Anecdotally, both of these I think are common. I think the reason why is that more shots on goal mean higher probability of finding a price (value) where buyer and seller can transact.

In the product case, the seller offers different products / services and observes what the buyer is willing to pay for. The product offering and refinement process continues until the seller feels confident they can provide products / services at sustainable margins where a reliable pool of buyers exist.

In the investing case, the seller communicates with different buyers until someone is willing to transact. Henry Ward of CartaX had a great blog (in my opinion) on this concept. The idea in this post is that if prices can adjust flexibly as the number of buyers increase, prices will be significantly higher than if constrained:

That is why tender offers are good for investors and bad for employees.
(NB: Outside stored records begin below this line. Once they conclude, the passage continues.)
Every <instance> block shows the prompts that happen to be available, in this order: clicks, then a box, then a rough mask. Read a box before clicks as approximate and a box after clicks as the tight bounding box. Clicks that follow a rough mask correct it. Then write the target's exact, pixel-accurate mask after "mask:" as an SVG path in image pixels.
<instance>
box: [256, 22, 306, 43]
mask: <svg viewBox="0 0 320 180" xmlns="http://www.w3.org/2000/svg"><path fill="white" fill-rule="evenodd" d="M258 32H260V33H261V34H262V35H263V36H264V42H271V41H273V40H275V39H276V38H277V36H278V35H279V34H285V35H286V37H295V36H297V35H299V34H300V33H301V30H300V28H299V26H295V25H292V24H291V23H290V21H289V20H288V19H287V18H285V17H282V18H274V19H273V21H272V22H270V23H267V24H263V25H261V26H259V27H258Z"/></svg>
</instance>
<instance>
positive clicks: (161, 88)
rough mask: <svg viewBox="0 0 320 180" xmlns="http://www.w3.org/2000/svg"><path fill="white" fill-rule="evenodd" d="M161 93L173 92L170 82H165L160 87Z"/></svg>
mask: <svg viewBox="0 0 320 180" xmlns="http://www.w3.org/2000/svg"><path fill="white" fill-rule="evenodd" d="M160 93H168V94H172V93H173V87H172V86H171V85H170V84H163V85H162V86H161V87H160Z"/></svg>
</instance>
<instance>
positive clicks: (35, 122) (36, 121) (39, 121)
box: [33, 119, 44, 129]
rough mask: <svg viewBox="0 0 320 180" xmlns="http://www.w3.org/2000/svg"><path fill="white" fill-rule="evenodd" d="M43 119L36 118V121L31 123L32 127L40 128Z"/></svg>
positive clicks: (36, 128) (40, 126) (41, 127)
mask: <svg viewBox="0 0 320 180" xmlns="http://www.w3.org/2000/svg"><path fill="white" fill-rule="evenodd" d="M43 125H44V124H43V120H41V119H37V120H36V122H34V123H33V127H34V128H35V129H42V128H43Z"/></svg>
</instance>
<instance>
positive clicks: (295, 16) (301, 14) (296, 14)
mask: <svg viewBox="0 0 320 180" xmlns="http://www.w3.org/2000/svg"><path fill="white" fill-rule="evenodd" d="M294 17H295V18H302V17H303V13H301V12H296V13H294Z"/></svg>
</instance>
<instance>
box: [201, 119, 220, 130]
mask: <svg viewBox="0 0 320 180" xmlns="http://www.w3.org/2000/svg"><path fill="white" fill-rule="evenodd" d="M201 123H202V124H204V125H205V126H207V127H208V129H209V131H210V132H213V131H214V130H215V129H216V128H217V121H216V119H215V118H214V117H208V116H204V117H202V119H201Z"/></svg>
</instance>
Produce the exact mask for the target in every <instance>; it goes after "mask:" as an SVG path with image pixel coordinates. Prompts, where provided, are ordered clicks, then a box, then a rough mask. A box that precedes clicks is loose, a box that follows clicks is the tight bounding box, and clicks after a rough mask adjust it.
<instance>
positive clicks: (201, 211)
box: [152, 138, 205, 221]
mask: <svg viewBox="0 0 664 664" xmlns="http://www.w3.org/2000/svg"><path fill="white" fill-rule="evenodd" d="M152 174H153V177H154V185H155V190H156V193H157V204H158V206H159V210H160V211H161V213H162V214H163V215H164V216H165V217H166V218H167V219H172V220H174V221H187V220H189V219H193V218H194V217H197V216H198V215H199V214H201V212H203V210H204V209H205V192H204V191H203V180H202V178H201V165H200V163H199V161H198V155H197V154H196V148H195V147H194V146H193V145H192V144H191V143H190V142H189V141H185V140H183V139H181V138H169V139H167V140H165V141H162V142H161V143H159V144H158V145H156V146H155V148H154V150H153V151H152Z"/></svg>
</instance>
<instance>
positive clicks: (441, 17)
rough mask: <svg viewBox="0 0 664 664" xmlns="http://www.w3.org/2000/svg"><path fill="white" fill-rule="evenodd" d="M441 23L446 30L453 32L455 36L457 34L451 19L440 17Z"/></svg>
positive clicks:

In most markets more investor demand means higher prices. But in private markets, investors fix a price and buy as much stock as they can at the same price. That’s why venture capitalists fight to “get into a round.” No matter how much demand exists, once the price is set by the lead, the price doesn’t change… If we had done an employee tender alongside our Series F, employees would have sold at half of what they were able to sell on CartaX. But because we did proper price discovery after our primary financing, employees were able to sell secondary shares at a 2.5x premium. Maybe we can call that the CartaX Lift.

2.5x. That is a wild premium. My hurdle rate is 10%, so this is close to 20+ years of returns for me. Said another way, letting prices float with the size of the market made a 20+ year difference to the seller.

Showing things to more people and building more things makes a multi-decade difference.